Why we're turning our attention to gaming and the climate crisis
A beginning.
I think I've always suspected that something happens behind the TV when I download a game or a patch, or I play online, but I've never seriously stopped to think about what. And when I say behind the TV, I don't mean actually behind the TV, I mean on the internet. I know that data gets piped out and sent back, because that's how I download the files to play games, but beyond that, I don't really know what's truly taking place. I've never needed to think about it before.
Except recently, I began wondering. I am worried about the climate emergency and I was looking at my life and thinking about the things I do and the effect they have on our world. And I looked at gaming and I didn't know. It seemed quite clean. There's no packaging waste in the way there once was because I download most of my games, and none of my machines cause noticeable spikes on my electricity smart meter, not like my shower does.
But then there was this niggling thought that perhaps it wasn't as clean as I wanted it to be. Somewhere in my mind I knew it had to do with data centres, and I'd heard some pretty bad things about how much power they consumed. 'Why don't we know more about this?' I wondered.
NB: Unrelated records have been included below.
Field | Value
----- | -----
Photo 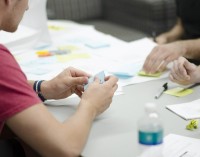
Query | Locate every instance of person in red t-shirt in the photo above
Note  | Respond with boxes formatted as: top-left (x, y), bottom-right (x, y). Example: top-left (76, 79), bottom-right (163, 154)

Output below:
top-left (0, 0), bottom-right (118, 157)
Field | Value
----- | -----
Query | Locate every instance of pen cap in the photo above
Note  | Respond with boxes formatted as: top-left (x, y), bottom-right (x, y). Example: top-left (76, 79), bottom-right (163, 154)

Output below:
top-left (145, 103), bottom-right (158, 116)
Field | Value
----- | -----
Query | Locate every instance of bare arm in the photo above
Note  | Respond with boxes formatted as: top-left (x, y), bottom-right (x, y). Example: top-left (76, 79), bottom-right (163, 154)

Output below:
top-left (7, 76), bottom-right (118, 157)
top-left (28, 67), bottom-right (91, 100)
top-left (156, 18), bottom-right (185, 44)
top-left (180, 39), bottom-right (200, 59)
top-left (6, 103), bottom-right (94, 157)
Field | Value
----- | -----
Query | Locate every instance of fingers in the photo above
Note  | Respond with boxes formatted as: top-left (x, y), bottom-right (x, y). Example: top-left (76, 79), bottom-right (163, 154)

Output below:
top-left (69, 76), bottom-right (89, 87)
top-left (104, 76), bottom-right (118, 86)
top-left (74, 88), bottom-right (83, 98)
top-left (169, 58), bottom-right (191, 84)
top-left (67, 67), bottom-right (91, 78)
top-left (183, 58), bottom-right (197, 71)
top-left (89, 76), bottom-right (118, 94)
top-left (143, 46), bottom-right (168, 73)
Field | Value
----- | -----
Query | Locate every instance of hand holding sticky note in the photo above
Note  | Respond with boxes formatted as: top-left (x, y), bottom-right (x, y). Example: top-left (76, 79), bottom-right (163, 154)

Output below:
top-left (84, 71), bottom-right (105, 91)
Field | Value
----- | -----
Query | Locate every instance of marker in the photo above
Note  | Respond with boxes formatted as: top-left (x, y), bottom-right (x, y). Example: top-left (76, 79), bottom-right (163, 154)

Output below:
top-left (155, 82), bottom-right (168, 99)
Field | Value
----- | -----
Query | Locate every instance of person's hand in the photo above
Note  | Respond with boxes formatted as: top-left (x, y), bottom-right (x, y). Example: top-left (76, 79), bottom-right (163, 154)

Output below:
top-left (169, 57), bottom-right (200, 85)
top-left (79, 76), bottom-right (118, 117)
top-left (142, 42), bottom-right (187, 74)
top-left (155, 34), bottom-right (168, 44)
top-left (41, 67), bottom-right (91, 100)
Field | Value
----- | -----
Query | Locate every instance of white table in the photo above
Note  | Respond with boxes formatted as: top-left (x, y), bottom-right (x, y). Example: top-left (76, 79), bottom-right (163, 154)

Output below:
top-left (47, 77), bottom-right (200, 157)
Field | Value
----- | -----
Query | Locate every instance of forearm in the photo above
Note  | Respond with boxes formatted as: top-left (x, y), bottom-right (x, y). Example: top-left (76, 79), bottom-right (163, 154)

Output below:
top-left (178, 39), bottom-right (200, 59)
top-left (7, 103), bottom-right (96, 157)
top-left (28, 80), bottom-right (51, 100)
top-left (61, 104), bottom-right (96, 155)
top-left (194, 66), bottom-right (200, 83)
top-left (159, 18), bottom-right (184, 42)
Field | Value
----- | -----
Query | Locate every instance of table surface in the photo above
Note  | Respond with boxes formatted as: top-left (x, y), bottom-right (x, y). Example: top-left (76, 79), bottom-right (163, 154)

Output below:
top-left (47, 77), bottom-right (200, 157)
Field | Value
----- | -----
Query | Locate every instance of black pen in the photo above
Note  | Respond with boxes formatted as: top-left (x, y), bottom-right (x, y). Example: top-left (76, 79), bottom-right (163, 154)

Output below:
top-left (155, 82), bottom-right (168, 99)
top-left (179, 151), bottom-right (188, 157)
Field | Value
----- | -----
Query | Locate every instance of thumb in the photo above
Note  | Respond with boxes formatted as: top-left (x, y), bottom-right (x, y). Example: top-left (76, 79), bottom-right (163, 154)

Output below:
top-left (68, 76), bottom-right (88, 86)
top-left (184, 59), bottom-right (196, 71)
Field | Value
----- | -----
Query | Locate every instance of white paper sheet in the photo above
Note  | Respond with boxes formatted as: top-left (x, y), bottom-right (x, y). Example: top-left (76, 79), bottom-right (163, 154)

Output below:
top-left (138, 134), bottom-right (200, 157)
top-left (166, 99), bottom-right (200, 120)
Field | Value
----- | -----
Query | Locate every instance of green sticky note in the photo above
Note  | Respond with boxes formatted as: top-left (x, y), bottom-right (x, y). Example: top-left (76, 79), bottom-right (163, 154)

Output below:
top-left (186, 120), bottom-right (199, 130)
top-left (186, 124), bottom-right (194, 130)
top-left (138, 70), bottom-right (162, 77)
top-left (164, 87), bottom-right (193, 97)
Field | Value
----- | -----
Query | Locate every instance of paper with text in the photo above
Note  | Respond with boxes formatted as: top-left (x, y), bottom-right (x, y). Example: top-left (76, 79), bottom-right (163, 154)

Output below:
top-left (138, 134), bottom-right (200, 157)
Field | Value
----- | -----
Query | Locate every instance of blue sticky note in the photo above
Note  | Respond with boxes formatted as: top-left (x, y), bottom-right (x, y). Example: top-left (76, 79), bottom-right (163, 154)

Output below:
top-left (110, 62), bottom-right (143, 79)
top-left (84, 71), bottom-right (105, 91)
top-left (84, 41), bottom-right (109, 49)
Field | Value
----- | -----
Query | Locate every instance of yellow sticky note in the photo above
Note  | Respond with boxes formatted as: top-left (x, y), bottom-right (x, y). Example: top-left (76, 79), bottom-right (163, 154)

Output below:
top-left (138, 70), bottom-right (162, 77)
top-left (58, 45), bottom-right (80, 51)
top-left (56, 53), bottom-right (90, 62)
top-left (48, 25), bottom-right (65, 31)
top-left (164, 87), bottom-right (193, 97)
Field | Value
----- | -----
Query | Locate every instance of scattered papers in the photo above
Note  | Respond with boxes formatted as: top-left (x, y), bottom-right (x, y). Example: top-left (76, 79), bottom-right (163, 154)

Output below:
top-left (12, 20), bottom-right (170, 91)
top-left (138, 134), bottom-right (200, 157)
top-left (164, 87), bottom-right (193, 97)
top-left (166, 98), bottom-right (200, 120)
top-left (84, 40), bottom-right (110, 49)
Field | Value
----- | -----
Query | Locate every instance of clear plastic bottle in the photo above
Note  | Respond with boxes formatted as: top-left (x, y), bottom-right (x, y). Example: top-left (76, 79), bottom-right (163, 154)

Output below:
top-left (138, 103), bottom-right (164, 156)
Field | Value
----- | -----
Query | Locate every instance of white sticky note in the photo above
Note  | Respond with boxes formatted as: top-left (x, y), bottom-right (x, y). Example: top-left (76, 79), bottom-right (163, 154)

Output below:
top-left (84, 71), bottom-right (105, 91)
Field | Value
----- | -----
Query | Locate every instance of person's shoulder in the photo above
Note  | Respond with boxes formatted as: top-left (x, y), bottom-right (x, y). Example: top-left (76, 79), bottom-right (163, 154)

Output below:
top-left (0, 44), bottom-right (10, 52)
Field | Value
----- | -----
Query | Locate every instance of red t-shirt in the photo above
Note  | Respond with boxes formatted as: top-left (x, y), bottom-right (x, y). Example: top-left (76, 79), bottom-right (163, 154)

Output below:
top-left (0, 44), bottom-right (41, 132)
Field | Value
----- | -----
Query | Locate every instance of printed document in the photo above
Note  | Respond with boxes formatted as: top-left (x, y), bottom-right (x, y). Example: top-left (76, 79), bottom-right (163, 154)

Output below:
top-left (139, 134), bottom-right (200, 157)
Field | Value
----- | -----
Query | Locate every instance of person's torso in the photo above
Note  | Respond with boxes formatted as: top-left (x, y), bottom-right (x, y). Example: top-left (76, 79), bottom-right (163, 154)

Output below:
top-left (176, 0), bottom-right (200, 39)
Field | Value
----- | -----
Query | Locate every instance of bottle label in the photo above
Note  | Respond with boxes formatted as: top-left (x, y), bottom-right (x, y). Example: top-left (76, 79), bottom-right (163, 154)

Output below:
top-left (139, 130), bottom-right (163, 145)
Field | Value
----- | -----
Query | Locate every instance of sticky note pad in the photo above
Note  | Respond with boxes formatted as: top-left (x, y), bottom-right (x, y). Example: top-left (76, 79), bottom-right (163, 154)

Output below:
top-left (164, 87), bottom-right (193, 97)
top-left (138, 70), bottom-right (162, 77)
top-left (84, 71), bottom-right (105, 91)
But as I looked around, I couldn't find the information I needed.
At around the same time, my fellow Eurogamer writer Chris Tapsell came to me with similar thoughts of his own. He'd been alarmed by the IPCC report on climate change and wanted to look more closely at what the games industry was doing to improve. So, we decided to work together. We decided to pool our resources and find the answers we readily couldn't. What does it cost the environment when you download a game? Today, we're publishing our answer.
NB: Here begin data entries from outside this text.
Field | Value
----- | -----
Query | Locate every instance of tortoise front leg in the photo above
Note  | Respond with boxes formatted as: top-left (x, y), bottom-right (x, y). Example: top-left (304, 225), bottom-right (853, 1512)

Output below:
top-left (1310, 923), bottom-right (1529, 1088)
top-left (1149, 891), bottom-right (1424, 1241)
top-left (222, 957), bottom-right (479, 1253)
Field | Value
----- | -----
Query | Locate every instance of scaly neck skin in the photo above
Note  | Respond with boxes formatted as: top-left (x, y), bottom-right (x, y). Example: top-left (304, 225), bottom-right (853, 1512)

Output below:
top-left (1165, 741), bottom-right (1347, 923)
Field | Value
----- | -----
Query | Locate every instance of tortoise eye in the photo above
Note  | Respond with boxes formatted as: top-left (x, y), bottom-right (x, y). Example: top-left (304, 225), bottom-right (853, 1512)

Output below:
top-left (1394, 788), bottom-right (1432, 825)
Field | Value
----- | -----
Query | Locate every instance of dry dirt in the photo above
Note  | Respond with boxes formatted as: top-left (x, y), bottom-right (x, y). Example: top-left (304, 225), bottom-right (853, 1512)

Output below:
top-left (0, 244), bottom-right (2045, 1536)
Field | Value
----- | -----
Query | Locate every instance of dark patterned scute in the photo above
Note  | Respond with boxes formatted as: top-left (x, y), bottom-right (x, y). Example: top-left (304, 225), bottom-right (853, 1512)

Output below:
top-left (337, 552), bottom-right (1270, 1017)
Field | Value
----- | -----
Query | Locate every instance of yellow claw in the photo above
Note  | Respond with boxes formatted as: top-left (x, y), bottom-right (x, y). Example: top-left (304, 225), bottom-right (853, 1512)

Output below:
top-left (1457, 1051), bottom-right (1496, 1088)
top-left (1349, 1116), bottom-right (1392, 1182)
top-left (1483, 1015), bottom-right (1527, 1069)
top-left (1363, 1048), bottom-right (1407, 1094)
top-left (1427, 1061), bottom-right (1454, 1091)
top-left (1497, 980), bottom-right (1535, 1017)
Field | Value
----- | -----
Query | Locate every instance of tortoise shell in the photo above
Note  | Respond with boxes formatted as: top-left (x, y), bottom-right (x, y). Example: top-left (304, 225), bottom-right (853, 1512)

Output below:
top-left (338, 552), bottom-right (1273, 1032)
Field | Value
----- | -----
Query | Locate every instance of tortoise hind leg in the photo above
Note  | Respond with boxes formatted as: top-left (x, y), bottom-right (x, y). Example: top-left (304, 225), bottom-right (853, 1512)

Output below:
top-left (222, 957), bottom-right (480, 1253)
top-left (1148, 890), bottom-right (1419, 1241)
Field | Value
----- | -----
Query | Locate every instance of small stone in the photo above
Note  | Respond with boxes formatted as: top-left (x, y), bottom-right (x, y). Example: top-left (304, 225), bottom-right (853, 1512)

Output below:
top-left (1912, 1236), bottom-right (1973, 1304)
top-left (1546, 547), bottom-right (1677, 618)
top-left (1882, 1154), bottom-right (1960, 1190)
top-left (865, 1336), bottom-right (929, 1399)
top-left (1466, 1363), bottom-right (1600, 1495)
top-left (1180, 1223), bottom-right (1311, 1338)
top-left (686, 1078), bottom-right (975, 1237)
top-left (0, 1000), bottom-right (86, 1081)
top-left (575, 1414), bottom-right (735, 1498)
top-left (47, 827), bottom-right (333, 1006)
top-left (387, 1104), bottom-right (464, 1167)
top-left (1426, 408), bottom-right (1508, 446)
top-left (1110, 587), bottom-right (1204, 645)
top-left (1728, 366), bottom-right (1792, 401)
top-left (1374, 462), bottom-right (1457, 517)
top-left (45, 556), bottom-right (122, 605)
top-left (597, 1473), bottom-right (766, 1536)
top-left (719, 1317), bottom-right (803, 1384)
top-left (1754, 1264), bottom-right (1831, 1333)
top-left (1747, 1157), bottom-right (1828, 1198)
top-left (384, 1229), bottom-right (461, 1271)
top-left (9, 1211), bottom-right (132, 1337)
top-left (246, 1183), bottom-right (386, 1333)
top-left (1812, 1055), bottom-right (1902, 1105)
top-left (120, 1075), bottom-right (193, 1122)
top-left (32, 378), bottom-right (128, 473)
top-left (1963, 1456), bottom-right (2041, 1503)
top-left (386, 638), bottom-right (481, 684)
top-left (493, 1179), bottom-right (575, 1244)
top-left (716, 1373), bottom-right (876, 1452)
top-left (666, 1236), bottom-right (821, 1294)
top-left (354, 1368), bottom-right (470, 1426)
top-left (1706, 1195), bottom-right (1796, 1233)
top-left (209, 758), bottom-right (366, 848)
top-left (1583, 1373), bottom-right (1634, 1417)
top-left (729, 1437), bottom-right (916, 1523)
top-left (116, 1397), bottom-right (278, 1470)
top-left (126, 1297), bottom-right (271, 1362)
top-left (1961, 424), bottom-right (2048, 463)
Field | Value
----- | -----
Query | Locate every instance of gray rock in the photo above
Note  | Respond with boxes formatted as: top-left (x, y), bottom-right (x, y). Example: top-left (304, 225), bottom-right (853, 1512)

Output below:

In our report - What does gaming's all-digital future mean for the climate crisis? - we introduce the problem, look in depth at how the industry is handling it, and then consider our collective role in the equation and what to do next. The report will be supplemented tomorrow by a piece summarising what we learned.
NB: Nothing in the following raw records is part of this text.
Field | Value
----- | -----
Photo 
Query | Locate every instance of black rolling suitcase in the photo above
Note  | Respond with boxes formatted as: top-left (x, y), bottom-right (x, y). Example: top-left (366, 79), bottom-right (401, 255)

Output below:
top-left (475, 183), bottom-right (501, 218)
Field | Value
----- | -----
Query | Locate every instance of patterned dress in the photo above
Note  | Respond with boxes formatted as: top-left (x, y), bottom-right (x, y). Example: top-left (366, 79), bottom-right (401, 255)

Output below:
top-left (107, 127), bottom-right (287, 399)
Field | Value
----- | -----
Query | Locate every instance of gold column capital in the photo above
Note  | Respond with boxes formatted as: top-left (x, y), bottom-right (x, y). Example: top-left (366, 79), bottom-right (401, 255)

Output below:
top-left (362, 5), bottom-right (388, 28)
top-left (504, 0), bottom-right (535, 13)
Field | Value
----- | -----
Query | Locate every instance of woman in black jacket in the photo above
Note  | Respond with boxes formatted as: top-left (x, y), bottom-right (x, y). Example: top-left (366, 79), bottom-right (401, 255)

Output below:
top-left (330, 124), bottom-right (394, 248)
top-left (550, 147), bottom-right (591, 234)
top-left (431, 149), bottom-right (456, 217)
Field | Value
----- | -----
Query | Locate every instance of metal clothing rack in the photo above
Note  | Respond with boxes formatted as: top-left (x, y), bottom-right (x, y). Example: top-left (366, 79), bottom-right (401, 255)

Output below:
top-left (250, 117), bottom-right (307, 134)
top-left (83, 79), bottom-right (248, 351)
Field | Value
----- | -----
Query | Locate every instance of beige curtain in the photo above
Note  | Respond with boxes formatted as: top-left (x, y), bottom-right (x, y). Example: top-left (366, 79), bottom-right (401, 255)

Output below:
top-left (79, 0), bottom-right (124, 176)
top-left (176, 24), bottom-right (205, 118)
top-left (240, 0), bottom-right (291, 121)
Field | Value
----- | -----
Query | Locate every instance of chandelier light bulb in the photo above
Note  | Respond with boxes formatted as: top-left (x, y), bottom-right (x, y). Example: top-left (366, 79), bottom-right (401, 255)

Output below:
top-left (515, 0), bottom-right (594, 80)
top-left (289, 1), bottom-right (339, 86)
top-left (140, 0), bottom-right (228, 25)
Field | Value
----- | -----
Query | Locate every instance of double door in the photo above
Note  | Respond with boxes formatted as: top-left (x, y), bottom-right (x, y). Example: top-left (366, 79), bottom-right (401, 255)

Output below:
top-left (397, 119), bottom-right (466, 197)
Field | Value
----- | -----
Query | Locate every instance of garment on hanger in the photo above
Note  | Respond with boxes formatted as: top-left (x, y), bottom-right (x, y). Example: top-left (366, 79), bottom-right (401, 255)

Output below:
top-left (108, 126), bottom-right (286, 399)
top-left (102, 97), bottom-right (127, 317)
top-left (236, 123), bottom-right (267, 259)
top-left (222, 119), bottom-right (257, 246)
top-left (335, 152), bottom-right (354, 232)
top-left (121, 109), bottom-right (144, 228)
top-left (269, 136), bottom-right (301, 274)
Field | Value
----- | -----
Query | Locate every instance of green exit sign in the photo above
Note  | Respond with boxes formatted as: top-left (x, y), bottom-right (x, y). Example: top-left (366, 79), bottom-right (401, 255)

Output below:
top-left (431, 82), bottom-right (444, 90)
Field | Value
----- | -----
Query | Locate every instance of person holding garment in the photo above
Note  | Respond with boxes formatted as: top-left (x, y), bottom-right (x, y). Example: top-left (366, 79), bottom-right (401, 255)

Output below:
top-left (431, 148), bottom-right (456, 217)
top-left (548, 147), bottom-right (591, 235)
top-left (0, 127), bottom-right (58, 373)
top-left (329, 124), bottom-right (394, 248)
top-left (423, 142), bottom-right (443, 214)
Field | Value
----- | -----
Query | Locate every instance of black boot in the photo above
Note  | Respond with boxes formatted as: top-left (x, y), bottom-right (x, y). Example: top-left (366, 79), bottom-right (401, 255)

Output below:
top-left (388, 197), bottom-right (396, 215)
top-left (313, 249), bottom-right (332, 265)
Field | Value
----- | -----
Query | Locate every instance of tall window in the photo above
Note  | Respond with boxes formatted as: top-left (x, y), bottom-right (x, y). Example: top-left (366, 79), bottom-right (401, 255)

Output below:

It's been a lot of work, and we've spoken to many people and read many papers while putting together our report. But we believe these are the issues we should be talking about, and writing about, more, and we hope that in providing you with a clearer picture of them, we can help stimulate those conversations. Time is running out.
But the topic of sustainability and video games is bigger than we could ever fit in one report (which is pretty large as it is), so I want to assure you that we want to do more. The climate emergency is too urgent for us to look away now. Consider this, then, a beginning.